Although she could ill afford the expense, she resolved to allay all apprehension, by the costly sedative of a telegram.
Only a wall separated the ticket office from that of the “telegraph,” and approaching the operator, Beryl asked for a blank form, on which she wrote her mother’s address, and the following message:
“Complete success required delay. All will be satisfactory. Expect me Saturday. B. B.”
When she had paid the operator, there remained in her purse, exclusive of the gold coins received that afternoon, only thirty-eight cents. Where could she spend the next seven hours? Interpreting the perplexed expression of her face, the agent, who had curiously noted her movements, said courteously:
“There is a hotel a few blocks off, where you can rest until train time.”
“I prefer to remain here.”
“We generally lock up this office about half-past eight, and re-open at half-past two, which gives passengers ample accommodation for the 3:05 train.”
“Would you violate regulations by leaving the waiting-room open to-night?”
“Not exactly; as of course we are obliged to keep open for delayed trains; but it will be lonesome waiting, for no one stays here, except the Night Train Despatcher, and the switch watchman.

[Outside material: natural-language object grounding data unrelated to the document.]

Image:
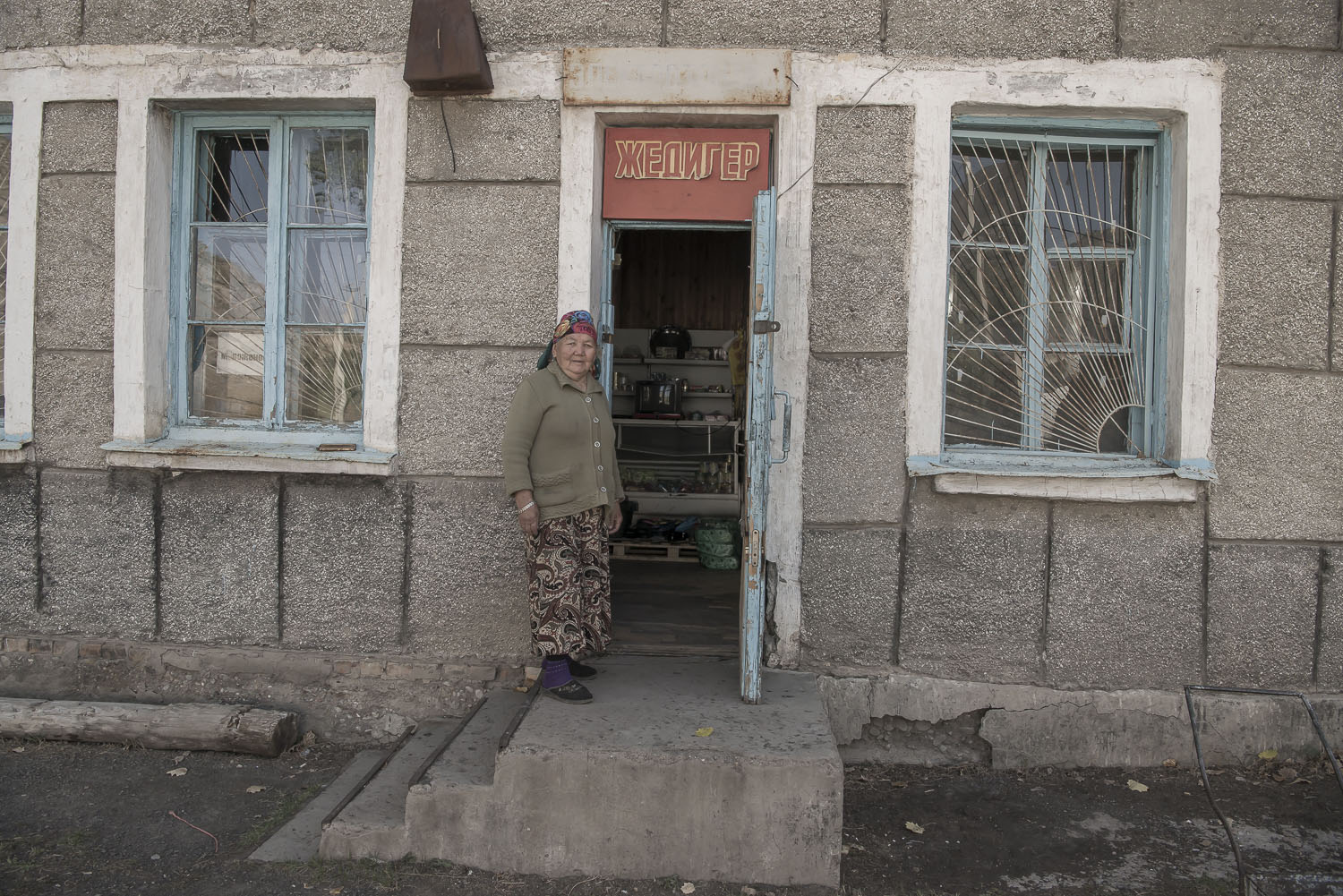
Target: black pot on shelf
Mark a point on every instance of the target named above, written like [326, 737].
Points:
[672, 340]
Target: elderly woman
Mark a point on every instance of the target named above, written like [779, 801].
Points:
[559, 465]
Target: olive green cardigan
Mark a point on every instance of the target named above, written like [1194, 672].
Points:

Still if it will oblige you, miss, I will not lock up, and you can doze away the time by spreading your shawl on two chairs. I am going to supper now, and shall turn down the lights. One burner will be sufficient.”
“Thank you very much. Where can I find some water?”
“In the cooler in the ladies’ dressing-room. It is most unaccountably hot tonight, and I never knew anything like it in October. There must be a cyclone brewing somewhere not far off.”
He lifted his hat, as he passed her, and disappeared; and the tired girl seated herself near a window and stirred the dense, impure air by fanning herself with her straw hat. Gradually the few stragglers loitering about the station wandered away; the engineer stepped upon the locomotive; a piercing whistle broke suddenly on the silence settling down over the whilom busy precincts, and as the rhythmic measure of the engine bell rang farewell chimes, a pyramid of sparks leaped high, and the mighty mechanism fled down the track, hunting its own echoes. The man in charge of the express office came out, looked up and down the street; yawned, lighted his pipe, and after locking the office, wended his way homeward.
From the adjoining room came the slow monotonous clicking of the telegraph wires, as messages passed to other stations, and only the switch watchman was visible, sitting on an inverted tub, and playing snatches from “Mascotte” and “Olivette” upon a harmonicon.